Could autism have a genetic component? Is there something in my DNA (or my husband's-- let him take some credit too) that predisposed them to ASD? I definitely believe DNA plays a role. I know I have some spectrum-like tendencies. For instance, I have my and my husband's debit card numbers memorized, as well as all our library card numbers. I have a scary-accurate timer in my head and frequently find myself entering the kitchen to "check on" something in the oven just as the timer beeps. I hate unexpected schedule changes (as do my girls), to the point that it can literally ruin my day if I am counting on an event to happen. So was there something inside of me waiting to be expressed-- and seemingly exaggerated-- in my children? Probably, but that can't be the whole story.
(Now I know it sounds like I'm back to blaming myself again, but if I know anything at all it's that your DNA is just the cards you're dealt. You cannot be blamed for that-- it just gets too stupid.)
So what is the whole story? Obviously there is more to it than DNA alone... I mean, look at Birdie and Princess. Identical twins (we paid for the test to prove it) that are as different as night and day-- both in personality and in the expression of their ASD. So what else could it be? Maybe the position each had in my womb? Birdie, who would probably be classified as having Asperger's on her worst day, was perfectly head down and ready to exit for the last month or so of gestation. Princess, whose autism is much more pronounced, was jammed up in my ribcage during that time. (You could feel the ridges my ribs left in her head when she was born.) Did that crowded position keep something vital from growing or connecting in the proper way? Did she get exposed to different nutrition or blood flow? Maybe. I'm not a scientist or doctor, after all, and even they can't agree. Whatever it is, there is certainly some sort of environmental element to ASD as well, but everyone that is telling the truth has to admit they are just guessing at this point.

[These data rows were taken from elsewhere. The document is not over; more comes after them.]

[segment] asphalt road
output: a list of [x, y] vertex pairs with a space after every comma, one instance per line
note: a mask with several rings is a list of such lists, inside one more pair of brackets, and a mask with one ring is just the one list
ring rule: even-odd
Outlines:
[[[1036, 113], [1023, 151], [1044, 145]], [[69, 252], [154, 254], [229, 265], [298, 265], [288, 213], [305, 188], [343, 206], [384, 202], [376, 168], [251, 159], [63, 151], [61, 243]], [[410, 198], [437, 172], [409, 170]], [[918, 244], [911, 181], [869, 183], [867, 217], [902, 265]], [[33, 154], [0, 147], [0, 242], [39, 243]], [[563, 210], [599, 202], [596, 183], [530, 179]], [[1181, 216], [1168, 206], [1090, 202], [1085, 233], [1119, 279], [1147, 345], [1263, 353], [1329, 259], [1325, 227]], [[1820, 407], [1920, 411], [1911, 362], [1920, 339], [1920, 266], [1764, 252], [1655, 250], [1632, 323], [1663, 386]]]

Now here is where I am going to lose some of you. You're going to think I really did venture into Lala-land and no one bothered to tell me. Oh well. I think in my heart of hearts that maybe-- just maybe-- autism is an evolutionary step toward our future, or at the very least a product of our society. I hear you over there thinking: that crazy woman is grasping at straws-- trying to feel better about her weird kids by making their special ed status "extra-special". That may be true-- I am a mother, after all-- but I can't help but consider the fact that we live in a society where we engage in most of our social interaction through a computer, with little face to face contact. Most autistic children I know feel at ease with the gadgets and gizmos that link us to one another through cyberspace. What's more, online these same kids are anonymous, and therefore, they are just like all the rest of us-- plugged in avatars of themselves, free to express what's on their minds with more ease than they could in person. If the rise of technology for social interaction isn't related in some way, than it is a very happy accident at the very least.
With the number of autism diagnoses on the rise, I am sure that the research being done is only going to increase. Maybe one day I won't have to guess. If I am honest with myself, though, I'm not sure I really want to know the why. I'm love my Princess and Birdie the way they are, and ASD is a part of them. Would a "cure" cause changes in the cores of these beautiful people? Who's to say there's anything "wrong" with them anyway? Maybe the song the drummer plays is changing and we are the one's that are now out of step.